At least that's the case with American Skating Entertainment Centers and three Triangle skating rinks. The growing Elmsford, N.Y., company negotiated a deal with lenders that enabled it to pay about $6 million for the Garner IceHouse, Cary IceHouse and the Factory IceHouse in Wake Forest, making it the Triangle's biggest rinkmaster.
More deals could be on the way.
"We liked what we saw: Good and very strong local brands," said Shane Coppola, chief executive of American Skating. "The sport of hockey is strong, youth hockey is strong, figure skating and recreational skating, also strong. And it posed a neat opportunity to buy three at once."
The company paid $1.9 million for the property associated with the Garner IceHouse at 103 New Rand Road. It signed a 10-year lease with the landlord at the Cary facility, off Buck Jones Road. And it signed a 50-year lease in Wake Forest, the Triangle's only two-rink facility, where the company also will manage indoor soccer and other activities at the Factory.
For customers, there will be few changes other than the rinks' uniformed name: Polar Ice House.
Hockey participation is up at the rinks, and recreational skating is flattening, said John Stock, a member of the investment groups that sold the rinks to American Skating.
The new owner came to Stock and his partners with an offer last winter and hopes to boost profitability by adding instructional hockey and skating programs, and by better coordinating ice time between the facilities.
The company will attempt the move in the face of tightening consumer spending and stiff competition from Raleigh's IcePlex, RecZone and the Triangle SportsPlex in Hillsborough.
"If you're doing your job right and creating entertainment and recreation value for kids and adults relative to the other options, we think this business can do well even in a downturn," Coppola said.
A slew of northern transplants, cheap real estate, expendable income and exposure to an NHL hockey team, the Carolina Hurricanes, are among the reasons why the Triangle is among the most-iced regions in the Southeast.
When rinks aren't competing with one another, they're competing with outdoor activities that thrive in the region's mild climate.
"To be successful in this business in the South, you have to be strategic, you have to be a good business person, you have to be a good marketer," Stock said.
American Skating doesn't want to be successful just in the South.
The deal leaves the company with 10 rinks under management or ownership -- enough for it to declare itself the country's biggest owner and operator of ice skating facilities.
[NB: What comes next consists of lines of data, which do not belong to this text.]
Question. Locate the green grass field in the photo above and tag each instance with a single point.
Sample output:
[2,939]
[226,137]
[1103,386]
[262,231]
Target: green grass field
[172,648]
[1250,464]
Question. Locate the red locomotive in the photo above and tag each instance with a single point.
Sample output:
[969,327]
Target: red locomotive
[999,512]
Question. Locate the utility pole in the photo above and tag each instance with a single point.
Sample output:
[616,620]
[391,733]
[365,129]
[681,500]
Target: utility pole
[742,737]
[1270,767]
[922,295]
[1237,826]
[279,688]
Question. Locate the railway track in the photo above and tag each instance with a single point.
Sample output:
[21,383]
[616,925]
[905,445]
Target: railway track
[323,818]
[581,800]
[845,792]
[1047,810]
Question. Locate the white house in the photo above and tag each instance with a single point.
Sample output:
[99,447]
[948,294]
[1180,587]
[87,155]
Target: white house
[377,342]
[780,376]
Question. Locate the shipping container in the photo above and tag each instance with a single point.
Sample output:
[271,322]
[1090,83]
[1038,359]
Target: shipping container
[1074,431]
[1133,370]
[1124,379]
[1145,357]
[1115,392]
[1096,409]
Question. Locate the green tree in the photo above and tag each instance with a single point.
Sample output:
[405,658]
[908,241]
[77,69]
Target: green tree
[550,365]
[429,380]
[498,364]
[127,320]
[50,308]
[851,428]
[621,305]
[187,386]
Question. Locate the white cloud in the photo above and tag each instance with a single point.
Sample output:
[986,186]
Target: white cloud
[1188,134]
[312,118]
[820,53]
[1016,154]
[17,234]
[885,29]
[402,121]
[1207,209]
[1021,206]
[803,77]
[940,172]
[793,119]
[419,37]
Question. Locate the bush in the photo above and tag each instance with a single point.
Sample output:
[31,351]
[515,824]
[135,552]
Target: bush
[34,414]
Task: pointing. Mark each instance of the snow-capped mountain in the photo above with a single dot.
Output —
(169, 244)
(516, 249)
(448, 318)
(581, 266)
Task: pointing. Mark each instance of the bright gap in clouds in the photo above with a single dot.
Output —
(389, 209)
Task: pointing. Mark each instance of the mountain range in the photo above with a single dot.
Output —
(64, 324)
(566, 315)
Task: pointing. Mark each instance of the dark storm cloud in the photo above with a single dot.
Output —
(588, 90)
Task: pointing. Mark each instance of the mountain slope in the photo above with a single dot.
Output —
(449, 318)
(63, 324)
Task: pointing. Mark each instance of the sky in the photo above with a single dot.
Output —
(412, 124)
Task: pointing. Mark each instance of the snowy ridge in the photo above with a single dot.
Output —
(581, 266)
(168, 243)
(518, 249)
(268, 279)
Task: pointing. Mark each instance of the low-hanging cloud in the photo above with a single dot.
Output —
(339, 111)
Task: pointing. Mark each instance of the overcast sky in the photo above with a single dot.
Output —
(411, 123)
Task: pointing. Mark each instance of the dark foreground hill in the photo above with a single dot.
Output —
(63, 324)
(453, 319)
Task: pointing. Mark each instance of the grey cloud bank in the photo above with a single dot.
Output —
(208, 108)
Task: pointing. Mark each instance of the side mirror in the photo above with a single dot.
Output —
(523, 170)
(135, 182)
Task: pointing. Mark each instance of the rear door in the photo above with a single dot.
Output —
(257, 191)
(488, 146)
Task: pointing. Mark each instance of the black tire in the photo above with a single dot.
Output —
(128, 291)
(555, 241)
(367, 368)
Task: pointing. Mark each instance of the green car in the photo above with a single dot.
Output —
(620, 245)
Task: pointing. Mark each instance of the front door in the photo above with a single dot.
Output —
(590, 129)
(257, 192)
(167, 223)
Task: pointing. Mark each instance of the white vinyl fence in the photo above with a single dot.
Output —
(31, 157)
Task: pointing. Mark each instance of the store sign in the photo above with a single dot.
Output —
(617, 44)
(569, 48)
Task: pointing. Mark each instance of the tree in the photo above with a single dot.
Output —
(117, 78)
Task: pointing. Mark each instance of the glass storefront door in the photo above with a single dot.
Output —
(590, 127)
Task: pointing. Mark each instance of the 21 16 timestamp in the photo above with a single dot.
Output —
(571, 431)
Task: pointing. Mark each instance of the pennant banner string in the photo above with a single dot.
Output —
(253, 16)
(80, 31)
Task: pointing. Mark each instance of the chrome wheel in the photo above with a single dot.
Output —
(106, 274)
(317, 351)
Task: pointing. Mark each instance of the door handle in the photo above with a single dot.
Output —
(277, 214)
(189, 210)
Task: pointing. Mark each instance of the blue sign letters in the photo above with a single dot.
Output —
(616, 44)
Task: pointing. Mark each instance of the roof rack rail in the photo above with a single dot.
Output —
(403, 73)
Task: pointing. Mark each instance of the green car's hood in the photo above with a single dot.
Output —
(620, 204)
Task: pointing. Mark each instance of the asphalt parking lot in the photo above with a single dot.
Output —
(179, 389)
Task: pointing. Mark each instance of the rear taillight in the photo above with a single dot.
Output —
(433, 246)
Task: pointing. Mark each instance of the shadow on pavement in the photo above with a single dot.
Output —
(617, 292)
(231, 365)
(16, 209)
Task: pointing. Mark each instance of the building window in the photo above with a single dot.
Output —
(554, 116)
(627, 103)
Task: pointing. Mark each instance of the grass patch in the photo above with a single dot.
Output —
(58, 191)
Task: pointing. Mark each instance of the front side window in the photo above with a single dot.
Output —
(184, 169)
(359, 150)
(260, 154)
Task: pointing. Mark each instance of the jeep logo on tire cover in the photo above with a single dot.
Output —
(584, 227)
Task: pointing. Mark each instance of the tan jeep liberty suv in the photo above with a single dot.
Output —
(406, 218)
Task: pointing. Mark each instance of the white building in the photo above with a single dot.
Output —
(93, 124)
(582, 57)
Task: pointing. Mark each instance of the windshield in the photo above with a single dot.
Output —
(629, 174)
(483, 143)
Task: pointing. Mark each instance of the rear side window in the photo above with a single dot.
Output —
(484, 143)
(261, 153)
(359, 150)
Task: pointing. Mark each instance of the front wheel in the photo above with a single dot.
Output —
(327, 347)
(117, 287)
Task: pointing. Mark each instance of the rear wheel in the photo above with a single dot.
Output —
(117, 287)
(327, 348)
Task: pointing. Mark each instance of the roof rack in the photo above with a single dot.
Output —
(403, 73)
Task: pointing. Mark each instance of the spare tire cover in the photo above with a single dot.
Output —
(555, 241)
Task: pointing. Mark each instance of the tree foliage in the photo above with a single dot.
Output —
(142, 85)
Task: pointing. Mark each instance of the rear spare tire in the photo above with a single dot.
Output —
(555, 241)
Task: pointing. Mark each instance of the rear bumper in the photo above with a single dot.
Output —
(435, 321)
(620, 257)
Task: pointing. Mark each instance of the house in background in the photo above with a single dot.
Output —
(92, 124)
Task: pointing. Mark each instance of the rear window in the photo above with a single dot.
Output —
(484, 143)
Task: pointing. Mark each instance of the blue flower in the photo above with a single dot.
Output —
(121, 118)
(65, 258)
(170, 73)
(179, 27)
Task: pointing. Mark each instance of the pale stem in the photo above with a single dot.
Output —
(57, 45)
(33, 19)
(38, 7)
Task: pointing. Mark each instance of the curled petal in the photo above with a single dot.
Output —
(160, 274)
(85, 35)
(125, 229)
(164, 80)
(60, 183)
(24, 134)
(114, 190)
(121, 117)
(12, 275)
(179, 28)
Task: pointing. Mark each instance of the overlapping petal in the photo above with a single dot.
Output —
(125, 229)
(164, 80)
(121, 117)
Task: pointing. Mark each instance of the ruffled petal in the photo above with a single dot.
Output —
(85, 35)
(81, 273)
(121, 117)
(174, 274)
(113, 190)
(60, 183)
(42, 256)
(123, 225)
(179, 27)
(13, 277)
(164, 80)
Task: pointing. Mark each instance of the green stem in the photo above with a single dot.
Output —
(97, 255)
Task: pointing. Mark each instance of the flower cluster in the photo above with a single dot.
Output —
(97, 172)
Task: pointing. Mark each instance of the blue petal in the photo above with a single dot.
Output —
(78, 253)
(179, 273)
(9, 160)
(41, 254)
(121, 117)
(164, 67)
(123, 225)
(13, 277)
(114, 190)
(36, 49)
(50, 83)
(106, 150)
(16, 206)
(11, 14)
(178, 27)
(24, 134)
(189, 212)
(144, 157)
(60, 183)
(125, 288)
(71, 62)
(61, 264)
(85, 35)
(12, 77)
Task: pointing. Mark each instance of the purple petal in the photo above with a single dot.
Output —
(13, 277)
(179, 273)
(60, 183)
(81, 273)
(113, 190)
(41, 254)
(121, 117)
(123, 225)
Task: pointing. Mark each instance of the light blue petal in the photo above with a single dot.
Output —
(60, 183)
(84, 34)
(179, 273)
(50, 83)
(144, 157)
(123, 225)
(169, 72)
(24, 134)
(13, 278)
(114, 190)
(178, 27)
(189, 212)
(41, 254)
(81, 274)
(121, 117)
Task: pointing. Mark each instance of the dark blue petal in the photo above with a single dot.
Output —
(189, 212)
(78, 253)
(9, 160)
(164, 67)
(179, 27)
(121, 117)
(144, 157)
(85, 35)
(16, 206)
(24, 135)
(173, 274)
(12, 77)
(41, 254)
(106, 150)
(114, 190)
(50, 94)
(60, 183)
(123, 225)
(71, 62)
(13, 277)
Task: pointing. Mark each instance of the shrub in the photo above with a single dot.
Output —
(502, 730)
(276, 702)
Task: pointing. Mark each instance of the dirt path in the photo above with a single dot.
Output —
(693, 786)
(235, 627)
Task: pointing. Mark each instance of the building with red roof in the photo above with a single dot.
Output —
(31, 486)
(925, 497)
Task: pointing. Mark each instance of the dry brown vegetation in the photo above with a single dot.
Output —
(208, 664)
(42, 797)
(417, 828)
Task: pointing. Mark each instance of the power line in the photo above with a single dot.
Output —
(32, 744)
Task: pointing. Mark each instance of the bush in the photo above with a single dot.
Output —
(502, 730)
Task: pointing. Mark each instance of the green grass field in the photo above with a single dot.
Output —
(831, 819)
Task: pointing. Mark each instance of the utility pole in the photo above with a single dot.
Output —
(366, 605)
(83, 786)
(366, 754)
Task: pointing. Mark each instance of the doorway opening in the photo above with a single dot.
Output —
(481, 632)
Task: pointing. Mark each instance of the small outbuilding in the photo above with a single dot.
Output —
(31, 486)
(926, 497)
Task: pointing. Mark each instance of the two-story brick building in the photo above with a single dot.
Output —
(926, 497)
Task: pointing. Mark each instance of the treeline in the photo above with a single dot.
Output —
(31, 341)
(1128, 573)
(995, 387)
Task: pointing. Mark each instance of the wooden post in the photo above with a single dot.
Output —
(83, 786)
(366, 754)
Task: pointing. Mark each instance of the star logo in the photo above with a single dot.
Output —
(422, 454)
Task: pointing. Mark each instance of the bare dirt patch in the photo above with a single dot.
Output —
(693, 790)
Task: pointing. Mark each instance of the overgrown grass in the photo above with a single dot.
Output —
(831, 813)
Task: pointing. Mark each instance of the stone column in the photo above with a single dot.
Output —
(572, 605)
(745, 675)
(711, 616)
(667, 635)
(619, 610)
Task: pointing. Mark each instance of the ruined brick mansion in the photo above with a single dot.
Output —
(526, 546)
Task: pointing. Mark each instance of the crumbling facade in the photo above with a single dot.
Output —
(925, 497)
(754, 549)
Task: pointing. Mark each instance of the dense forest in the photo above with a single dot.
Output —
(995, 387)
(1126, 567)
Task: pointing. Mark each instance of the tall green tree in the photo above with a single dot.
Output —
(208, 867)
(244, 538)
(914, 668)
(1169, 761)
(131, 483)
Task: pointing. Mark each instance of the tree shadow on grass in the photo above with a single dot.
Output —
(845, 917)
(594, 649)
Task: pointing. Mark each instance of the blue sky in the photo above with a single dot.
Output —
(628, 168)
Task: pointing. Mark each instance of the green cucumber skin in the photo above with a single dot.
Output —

The deal was possible in part by $9.5 million in loans from T.D. Bank, debt that covers the purchase of two other properties in New York and Texas.
Coppola hopes to own or operate 100 facilities across the U.S. within 10 years.
The company has developed relationships with NHL teams in other markets, owning or operating rinks used by the L.A. Kings and Phoenix Coyotes. And the company may look to ally with the Hurricanes, perhaps hoping to lure the team away from its practice rink, the RecZone in Raleigh.
"Part of the thinking is if we can grow the sport of hockey and grow the sport of figure skating, then there's an opportunity to acquire another facility or build another facility," Coppola said. "But there's nothing imminent."